Published online by Cambridge University Press: 28 January 2012
Historical fiction, “heritage” fiction: a survey
A renewal of the genre of historical fiction has been a defining aspect of literary production since the appearance of John Fowles's The French Lieutenant's Woman in 1969. Fowles's reimagining of nineteenth-century history and the Victorian novel heralded a range of new fictions covering multiple historical eras. This flourishing of the historical genre, besides complementing critical theory and self-conscious historiography, contributed to the reorientation of imperial history by postcolonial writers, particularly after the success of Salman Rushdie's Midnight's Children in 1981.

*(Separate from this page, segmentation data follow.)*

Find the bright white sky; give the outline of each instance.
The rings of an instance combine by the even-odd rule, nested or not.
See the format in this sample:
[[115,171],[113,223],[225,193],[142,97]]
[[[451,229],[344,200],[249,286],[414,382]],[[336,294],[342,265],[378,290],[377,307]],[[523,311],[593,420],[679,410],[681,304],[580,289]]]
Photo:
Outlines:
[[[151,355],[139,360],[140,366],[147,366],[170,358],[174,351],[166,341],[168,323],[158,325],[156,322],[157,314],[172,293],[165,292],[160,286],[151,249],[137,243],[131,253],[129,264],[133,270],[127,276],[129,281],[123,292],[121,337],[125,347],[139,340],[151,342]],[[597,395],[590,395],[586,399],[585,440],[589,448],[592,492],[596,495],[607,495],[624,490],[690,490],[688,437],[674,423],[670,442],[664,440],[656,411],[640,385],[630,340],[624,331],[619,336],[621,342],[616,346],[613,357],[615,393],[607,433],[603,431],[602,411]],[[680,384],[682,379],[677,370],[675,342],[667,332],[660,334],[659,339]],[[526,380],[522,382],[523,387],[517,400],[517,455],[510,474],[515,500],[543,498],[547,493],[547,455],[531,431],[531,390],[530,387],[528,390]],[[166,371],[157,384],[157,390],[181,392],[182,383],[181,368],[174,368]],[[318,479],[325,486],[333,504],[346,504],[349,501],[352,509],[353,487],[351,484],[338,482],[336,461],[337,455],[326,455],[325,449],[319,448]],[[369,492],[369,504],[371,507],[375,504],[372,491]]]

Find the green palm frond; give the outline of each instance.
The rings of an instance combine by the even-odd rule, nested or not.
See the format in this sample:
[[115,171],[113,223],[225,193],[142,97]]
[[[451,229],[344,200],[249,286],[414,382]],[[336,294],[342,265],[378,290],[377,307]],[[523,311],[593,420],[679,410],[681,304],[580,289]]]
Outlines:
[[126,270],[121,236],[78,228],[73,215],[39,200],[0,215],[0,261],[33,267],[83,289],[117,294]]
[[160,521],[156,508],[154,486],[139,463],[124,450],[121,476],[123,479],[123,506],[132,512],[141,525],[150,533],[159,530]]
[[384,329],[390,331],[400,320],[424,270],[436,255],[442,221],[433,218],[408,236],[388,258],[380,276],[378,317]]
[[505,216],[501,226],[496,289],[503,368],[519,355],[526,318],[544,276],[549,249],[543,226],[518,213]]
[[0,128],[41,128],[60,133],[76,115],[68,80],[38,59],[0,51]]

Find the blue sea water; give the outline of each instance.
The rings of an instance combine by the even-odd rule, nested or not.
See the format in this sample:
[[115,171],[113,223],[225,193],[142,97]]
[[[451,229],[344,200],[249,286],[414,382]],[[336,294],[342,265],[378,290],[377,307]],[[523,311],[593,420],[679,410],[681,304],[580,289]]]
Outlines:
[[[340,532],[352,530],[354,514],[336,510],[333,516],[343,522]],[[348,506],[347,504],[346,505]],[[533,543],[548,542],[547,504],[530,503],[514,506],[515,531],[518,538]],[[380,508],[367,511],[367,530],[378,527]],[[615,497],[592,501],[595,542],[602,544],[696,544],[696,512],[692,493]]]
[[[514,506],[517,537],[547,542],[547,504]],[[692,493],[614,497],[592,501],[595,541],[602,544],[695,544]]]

In light of a strong probability that the past attracts British novelists because it is grander than the post-imperial present, historical fiction appears to A. S. Byatt to be a way of turning away from the complexities of the contemporary world. This is a viewpoint that has been brought to bear upon Byatt's own writing and on that of others who use contemporary license to lay bare and exploit the past. Richard Bradford writes:
The notion of the past as an exciting, edifying point of contrast with the present is a mainstay of recent historical fiction but there is a factor that goes beyond this and which is evident in the work of [William] Boyd, [Adam] Thorpe, [Peter] Ackroyd, [Rose] Tremain et al., and it is this. Irrespective of gestures toward lost periods as independent worlds there is a prevailing … inclination among practitioners of the new historical novel toward lofty omniscience.